FOX News notoriously gets the facts wrong causing one poll to conclude people were more likely to have correct information if their sole news source was late night television rather than FOX. So, if a source intentionally edits a quote in order to make it seem to say something the speaker did not intend that source crosses a line and no longer deserves to be seen as a legitimate source, which is exactly the case when FOX “News” reduced this quote:
I was with young people in the Black Lives Matter movement. A young lady comes up to me and she says to me, “you don’t understand what police do in certain black communities. You don’t understand the degree to which we are terrorized.” I’m not just talking about the horrible shootings we have seen which have got to end. We have got to hold police officers accountable. I’m talking about everyday activities where police officers are bullying people. To answer your question, I think it’s similar to what the Secretary said. When you’re white you don’t know what it’s like to be living in a ghetto. You don’t know what it’s like to be poor. You don’t know what it’s like to be hassled when you walk down the street or get dragged out of a car. I believe as a nation in the year 2016, we must be firm in making it clear: We will end institutional racism and reform a broken criminal justice system.
to this: “When you’re white you don’t now what it’s like to be living in a ghetto. You don’t know what it’s like to be poor.” Of course, they were not alone in trying to manipulate what Senator Sanders said. They were simply the most egregious. Even the VOX analysis, which ultimately gave Sanders good marks, suggested Sanders made a “medium size misstep” by implying that only Blacks live in ghettos. Personally, I think Sanders intended no such message. But, I am white, so I am predisposed toward giving Sanders the benefit of the doubt.
Now, we could get bogged down at this point in a discussion as to whether or not a white candidate can possibly understand the complexity of issues facing Black America, or any other ethnic group for that matter. But, the fruit of such a debate would be miniscule and distracts us from the situation at hand. Understanding racial divides is paramount to solving the problems which plague race relations in America. Still, race alone cannot be the deciding factor as to whether or not a person votes. People of color must vote in the coming election. The situation is not that Republicans can’t address the corrupt judicial system, broken school system, or growing economic divide.
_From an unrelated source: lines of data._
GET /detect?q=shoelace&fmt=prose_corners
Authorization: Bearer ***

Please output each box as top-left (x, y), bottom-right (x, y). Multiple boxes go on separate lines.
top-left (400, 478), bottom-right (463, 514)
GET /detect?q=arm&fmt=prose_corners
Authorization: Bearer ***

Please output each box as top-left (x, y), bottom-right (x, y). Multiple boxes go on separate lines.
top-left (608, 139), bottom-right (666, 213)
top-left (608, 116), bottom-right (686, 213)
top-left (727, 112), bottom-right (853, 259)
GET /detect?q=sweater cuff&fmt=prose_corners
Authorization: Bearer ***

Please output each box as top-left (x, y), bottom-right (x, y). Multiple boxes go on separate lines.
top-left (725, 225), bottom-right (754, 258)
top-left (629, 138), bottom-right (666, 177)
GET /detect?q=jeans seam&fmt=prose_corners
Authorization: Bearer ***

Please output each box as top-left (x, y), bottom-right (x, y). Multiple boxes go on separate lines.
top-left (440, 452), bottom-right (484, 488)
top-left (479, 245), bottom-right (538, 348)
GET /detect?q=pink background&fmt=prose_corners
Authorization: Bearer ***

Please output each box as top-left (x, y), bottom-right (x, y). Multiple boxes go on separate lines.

They simply prefer to use America’s brokenness to stir up fear by pointing fingers and building an atmosphere of distrust. Their divide and concur tactics only work when we buy into their fear.
That said, Bernie Sanders more than any other candidate is focused on the American people. His life’s work and his pledge as president is to focus on issues that strengthen the middle class– like making the minimum wage a living wage, developing a single payer healthcare plan, getting big money out of politics, holding Wall Street accountable for its behavior, making education affordable, and fixing the broken justice system. That is why Sanders gets my vote.